The following cell reads Typeracer race data (which I downloaded from my Typeracer account) into a Pandas DataFrame, then calculates rolling and cumulative averages.

In [None]:
df_race_data = pd.read_csv('race_data.csv')
df_race_data['Last 10 Avg'] = df_race_data['WPM'].rolling(10).mean()
df_race_data['Last 100 Avg'] = df_race_data['WPM'].rolling(100).mean()
df_race_data['Last 1000 Avg'] = df_race_data['WPM'].rolling(1000).mean()
# The following line uses a list comprehension to generate a cumulative average
# of all WPM scores up until the current race. .iloc searches from 0 to i+1 for
# each row so that that row is included in the calculation.
df_race_data['cumulative_avg'] = [round(np.mean(df_race_data.iloc[0:i+1]['WPM']),3) for i in range(len(df_race_data))]
df_race_data

Top 20 races by WPM:

In [None]:
df_race_data.sort_values('WPM', ascending = False).head(20)

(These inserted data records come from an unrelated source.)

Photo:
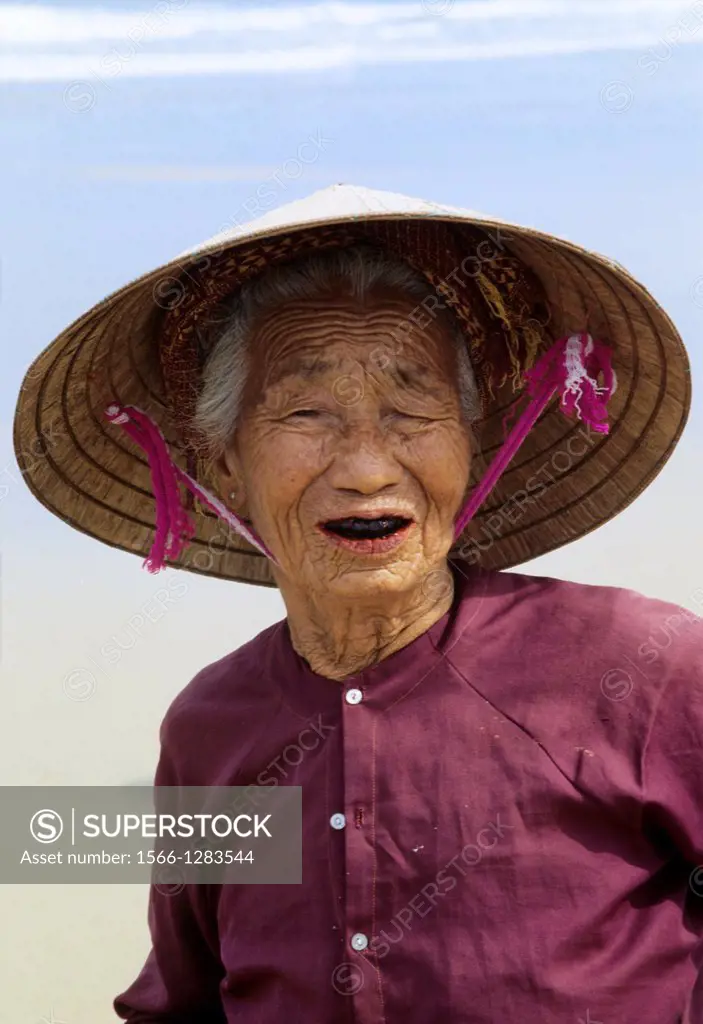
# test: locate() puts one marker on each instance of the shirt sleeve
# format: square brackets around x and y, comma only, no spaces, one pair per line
[672,764]
[180,980]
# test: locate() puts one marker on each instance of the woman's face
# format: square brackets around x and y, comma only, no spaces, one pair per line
[350,458]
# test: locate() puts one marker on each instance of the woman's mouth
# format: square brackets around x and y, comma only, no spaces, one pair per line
[366,535]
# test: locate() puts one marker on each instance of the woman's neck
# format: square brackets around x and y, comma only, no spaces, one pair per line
[341,638]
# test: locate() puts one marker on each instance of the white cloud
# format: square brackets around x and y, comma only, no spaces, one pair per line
[172,38]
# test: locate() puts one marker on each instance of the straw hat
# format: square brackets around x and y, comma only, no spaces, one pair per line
[565,480]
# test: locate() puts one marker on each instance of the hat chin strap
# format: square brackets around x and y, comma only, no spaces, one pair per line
[572,366]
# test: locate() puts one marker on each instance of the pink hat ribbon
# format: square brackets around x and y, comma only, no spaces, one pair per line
[572,366]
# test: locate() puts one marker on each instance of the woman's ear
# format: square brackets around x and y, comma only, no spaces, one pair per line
[229,475]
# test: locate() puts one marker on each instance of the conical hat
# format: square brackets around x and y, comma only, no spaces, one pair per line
[564,482]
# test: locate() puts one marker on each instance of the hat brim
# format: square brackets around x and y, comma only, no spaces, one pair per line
[564,482]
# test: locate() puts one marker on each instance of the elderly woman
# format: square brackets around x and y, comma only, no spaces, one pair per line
[377,403]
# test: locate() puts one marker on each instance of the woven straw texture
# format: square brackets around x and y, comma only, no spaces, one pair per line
[564,482]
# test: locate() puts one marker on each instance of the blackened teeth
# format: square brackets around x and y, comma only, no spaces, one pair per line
[361,529]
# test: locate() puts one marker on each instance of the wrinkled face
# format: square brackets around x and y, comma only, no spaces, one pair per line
[350,458]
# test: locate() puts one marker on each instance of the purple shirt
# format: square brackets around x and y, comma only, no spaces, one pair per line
[501,822]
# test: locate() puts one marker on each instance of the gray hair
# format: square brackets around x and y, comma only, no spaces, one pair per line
[361,268]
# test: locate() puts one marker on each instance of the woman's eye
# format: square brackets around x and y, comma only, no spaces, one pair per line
[410,416]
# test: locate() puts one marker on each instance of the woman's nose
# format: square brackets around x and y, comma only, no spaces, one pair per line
[364,460]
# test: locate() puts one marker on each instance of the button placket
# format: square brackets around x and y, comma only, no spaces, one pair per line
[360,720]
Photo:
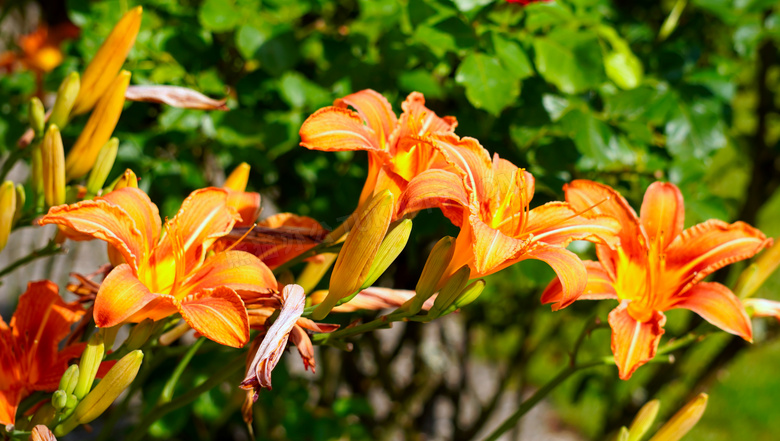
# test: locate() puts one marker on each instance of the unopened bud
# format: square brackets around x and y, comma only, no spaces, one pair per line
[358,252]
[89,364]
[21,198]
[37,116]
[98,129]
[59,399]
[110,387]
[391,247]
[643,420]
[683,421]
[437,263]
[7,211]
[69,379]
[103,165]
[451,290]
[128,179]
[53,161]
[66,97]
[238,178]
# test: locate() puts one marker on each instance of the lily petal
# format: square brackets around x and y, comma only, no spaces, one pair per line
[375,110]
[120,296]
[599,287]
[275,340]
[100,219]
[634,343]
[663,213]
[711,245]
[719,306]
[218,314]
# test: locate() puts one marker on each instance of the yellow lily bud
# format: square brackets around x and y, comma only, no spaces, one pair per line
[114,383]
[128,179]
[59,399]
[358,252]
[7,210]
[110,387]
[683,421]
[108,60]
[66,98]
[69,379]
[99,127]
[105,160]
[450,291]
[391,247]
[238,178]
[21,198]
[434,268]
[643,420]
[89,364]
[756,274]
[37,116]
[53,171]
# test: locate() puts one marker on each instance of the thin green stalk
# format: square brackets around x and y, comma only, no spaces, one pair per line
[170,385]
[160,411]
[50,249]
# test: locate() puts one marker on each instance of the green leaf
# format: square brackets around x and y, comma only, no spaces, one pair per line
[488,84]
[570,60]
[219,15]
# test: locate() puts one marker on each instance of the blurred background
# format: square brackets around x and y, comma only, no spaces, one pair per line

Top 10 'Last 10 Average' values:

In [None]:
df_race_data.sort_values('Last 10 Avg', ascending = False).head(20)

Creating interactive charts using Plotly express: (Note: because these are HTML files, they won't display on GitHub; instead, you'll need to download and run the Jupyter notebook on your computer to view them.)

In [None]:
race_line_plot = px.line(df_race_data, x = 'Race #', y = ['WPM', 'Last 10 Avg', 'Last 100 Avg', 'Last 1000 Avg', 'cumulative_avg'])
race_line_plot.write_html('html_output/race_line_plot.html')
race_line_plot

Generating static version of this .html file using Kaleido:

In [None]:
image_width = 3000 # Interestingly, when I tried setting the image width as 3840 (e.g. UHD resolution), the x axis did not line up properly with the chart.)
image_height = image_width * 9/16
race_line_plot.write_image('png_output/race_line_plot_using_kaleido.png', width = image_width, height = image_height, engine = 'kaleido')
# See https://plotly.com/python/static-image-export/

Here's a copy of the image:

In [None]:
Image(filename = 'png_output/race_line_plot_using_kaleido.png')

Alternate method of generating the screenshot by using Selenium and a web browser: (the output is quite similar)

In [None]:
generate_screenshot(
path_to_html = os.path.join(os.getcwd(), 'html_output'),
html_name = 'race_line_plot.html', 
path_to_image = os.path.join(os.getcwd(), 'png_output'), 
image_name = 'race_line_plot_using_generate_screenshot', 
image_extension = '.png',
window_width = 3000) 
# See https://docs.python.org/3/library/os.path.html for the use of os.path.join().